Nach seinem Ende bei Blackmail ist Aydo Abay vor allem als Frontmann von KEN und dem Elektro-Projekt crash:conspiracy weiterhin musikalisch aktiv gewesen. Nun gründete der charismatische Sänger in seiner neuen Wahl-Heimat Berlin zusammen mit Juli Gitarrist Jonas Pfetzing ein neues Projekt, das seinen Namen trägt. Dabei geht das Duo ungewohnt poppige Wege und konnte vor allem durch eigenwillige Coverversionen von ABBA und Scooter von sich aufmerksam machen. Aber ABAY können nicht nur covern…

Hallo Aydo, wo erwische ich dich und was machst du gerade?

Danke der Nachfrage. Mir geht es ziemlich gut. Ich mache gerade einen Alkoholentzug und versuche einen klaren Blick zu bekommen. Gar nicht so einfach in Berlin.

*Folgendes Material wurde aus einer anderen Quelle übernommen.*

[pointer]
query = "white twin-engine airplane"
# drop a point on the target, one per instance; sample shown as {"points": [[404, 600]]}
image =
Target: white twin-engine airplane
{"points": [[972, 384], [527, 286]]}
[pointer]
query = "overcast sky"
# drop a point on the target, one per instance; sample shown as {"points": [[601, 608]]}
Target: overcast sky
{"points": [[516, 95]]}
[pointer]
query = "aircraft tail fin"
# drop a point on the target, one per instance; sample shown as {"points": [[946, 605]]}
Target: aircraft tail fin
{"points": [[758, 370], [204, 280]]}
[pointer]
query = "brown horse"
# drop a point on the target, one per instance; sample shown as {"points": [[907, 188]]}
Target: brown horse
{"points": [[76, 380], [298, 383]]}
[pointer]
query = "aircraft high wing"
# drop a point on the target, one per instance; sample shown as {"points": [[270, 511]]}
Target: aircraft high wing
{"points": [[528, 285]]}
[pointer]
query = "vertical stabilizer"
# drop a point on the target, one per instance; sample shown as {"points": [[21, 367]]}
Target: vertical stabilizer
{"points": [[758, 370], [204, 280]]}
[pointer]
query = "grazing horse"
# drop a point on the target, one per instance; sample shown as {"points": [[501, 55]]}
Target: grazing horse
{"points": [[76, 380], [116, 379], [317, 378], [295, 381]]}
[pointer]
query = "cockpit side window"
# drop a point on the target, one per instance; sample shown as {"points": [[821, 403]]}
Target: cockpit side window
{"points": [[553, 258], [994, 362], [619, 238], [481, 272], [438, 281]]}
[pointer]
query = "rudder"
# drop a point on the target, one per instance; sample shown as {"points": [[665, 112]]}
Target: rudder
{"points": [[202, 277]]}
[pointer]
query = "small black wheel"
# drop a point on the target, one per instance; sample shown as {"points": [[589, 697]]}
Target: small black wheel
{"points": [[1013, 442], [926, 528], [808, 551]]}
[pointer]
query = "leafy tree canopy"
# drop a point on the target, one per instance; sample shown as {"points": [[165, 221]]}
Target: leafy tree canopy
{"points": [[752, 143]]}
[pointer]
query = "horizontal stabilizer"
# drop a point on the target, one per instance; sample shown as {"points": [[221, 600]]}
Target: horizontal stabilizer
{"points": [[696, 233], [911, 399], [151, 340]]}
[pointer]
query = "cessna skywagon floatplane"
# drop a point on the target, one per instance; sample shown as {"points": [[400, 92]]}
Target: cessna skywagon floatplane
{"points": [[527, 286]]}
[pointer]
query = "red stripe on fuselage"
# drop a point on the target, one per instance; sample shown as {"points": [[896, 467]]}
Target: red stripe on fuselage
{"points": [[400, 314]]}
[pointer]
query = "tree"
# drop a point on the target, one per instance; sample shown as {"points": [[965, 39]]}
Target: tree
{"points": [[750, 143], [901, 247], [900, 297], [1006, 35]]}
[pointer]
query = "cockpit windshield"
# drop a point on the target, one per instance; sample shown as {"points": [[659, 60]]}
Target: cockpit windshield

Nach Blackmail, crash:conspiracy und Ken machst du nun unter deinem Namen Abay Musik. Bist du jetzt letztendlich musikalisch angekommen?

Ich bin immer da, wo ich gerade bin. Das Ankommen ist nicht das Ziel. Eher die Suche; und die hört hoffentlich nie auf.

Post-Pop nennst du den Sound von Abay. Kannst du uns die Säulen erläutern, woraus Post-Pop der Marke Abay besteht?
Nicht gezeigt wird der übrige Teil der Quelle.